Это и есть Москва, это Москва нам это придумала. Москва нас научила свободе мнений. Она сама, может быть, не очень довольна этим – но это имеет место быть. Москвичи смотрят на Европу – а они сами больше, чем Европа. Они просто меньше, чем Россия – но они больше, чем Европа. Они дураки просто, и все. Это комплекс неполноценности. Но с другой стороны, это нормальное русское качество – всегда считать, что мы хуже остальных.
- Ну, москвичи, положим, не считают себя хуже европейцев – они, видят, что они беднее.
- Ну, пусть они поедут на юг Италии, в Грецию, в Испанию, и поживут там на побережье. Там люди нисколько не богаче даже моих советских родителей. Они живут от зарплаты до зарплаты, от кредита до кредита. Нищие люди, которые не желают плодиться, которым не на что прокормить и воспитать своих детей. В Советском Союзе декретный отпуск был три года. В Германии дают две недели. Что это, обеспеченность?
Просто Россия по факту имеет право быть более богатой: 42% мировых ресурсов у нас. Но мы при этом бедные. Вот это – смешно. А так-то мы живем не хуже.
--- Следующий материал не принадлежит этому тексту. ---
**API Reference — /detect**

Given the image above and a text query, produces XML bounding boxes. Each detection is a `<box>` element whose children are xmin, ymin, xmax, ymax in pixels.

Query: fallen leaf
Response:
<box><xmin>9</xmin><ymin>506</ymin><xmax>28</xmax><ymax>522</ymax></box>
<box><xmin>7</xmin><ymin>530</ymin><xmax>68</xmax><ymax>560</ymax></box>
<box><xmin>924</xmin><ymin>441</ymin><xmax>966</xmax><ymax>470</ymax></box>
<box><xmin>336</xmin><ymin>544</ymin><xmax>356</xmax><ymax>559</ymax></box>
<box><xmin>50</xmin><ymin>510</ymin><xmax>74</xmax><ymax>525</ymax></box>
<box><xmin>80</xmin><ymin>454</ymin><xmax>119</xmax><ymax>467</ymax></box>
Мы пьем больше и умираем раньше, это да. Мы больше переживаем, у нам подростковая суицидальность на первом месте в мире. Потому что Россия – страна без будущего, без какого-то представления о том, что нам с собой делать.
И выдуманная москвичами психология: «Сделай шаг и выбери себе другую жизнь!» - это социальный фашизм в чистом виде. Человек, живущий в деревне Малые Кныши в Томской области, не может сделать шаг и стать москвичом. У нас там нет производства, фабрик, заводов, офисов, малых технологий, Сколкова. Там ничего нет. Москвичи должны придумать жизнь для всей остальной России.
- А это возможно? Москвичи могут это сделать?
- Что вы хотите, чтобы мы сами себе придумали свои заводы? Судьба всех заводов решается в Москве, судьба всей военной и легкой промышленности и шоу-бизнеса – все решается в Москве. Надо придумать жизнь для всей страны, иначе она вымрет. А Москва придумала жизнь для себя и веселится по этому поводу.
Все, что мне хотелось бы от москвичей – это, чтобы они как-то проецировали свои чувства изначальной всепобедности и изначального доминирования не на территорию внутри Садового кольца, а на территорию всей России. Попробуйте сказать: «Ребята, мы знаем, как по праву рождения быть самым крутым – и научим быть самыми крутыми всю Россию». Но нет! Этим снобам московским и так хорошо.
А Россия – другая. Она отличается от Болотной площади. Снобы про это не в курсе, им никто этого не объяснил. Так что Россия и «Фейсбук», Россия и Москва – очень разные понятия. Это совершенно разные вещи, которые кое-где соприкасаются, но по некоторым пунктам - отдаление огромное. И надо поднимать тосты за воссоединение Москвы с Россией.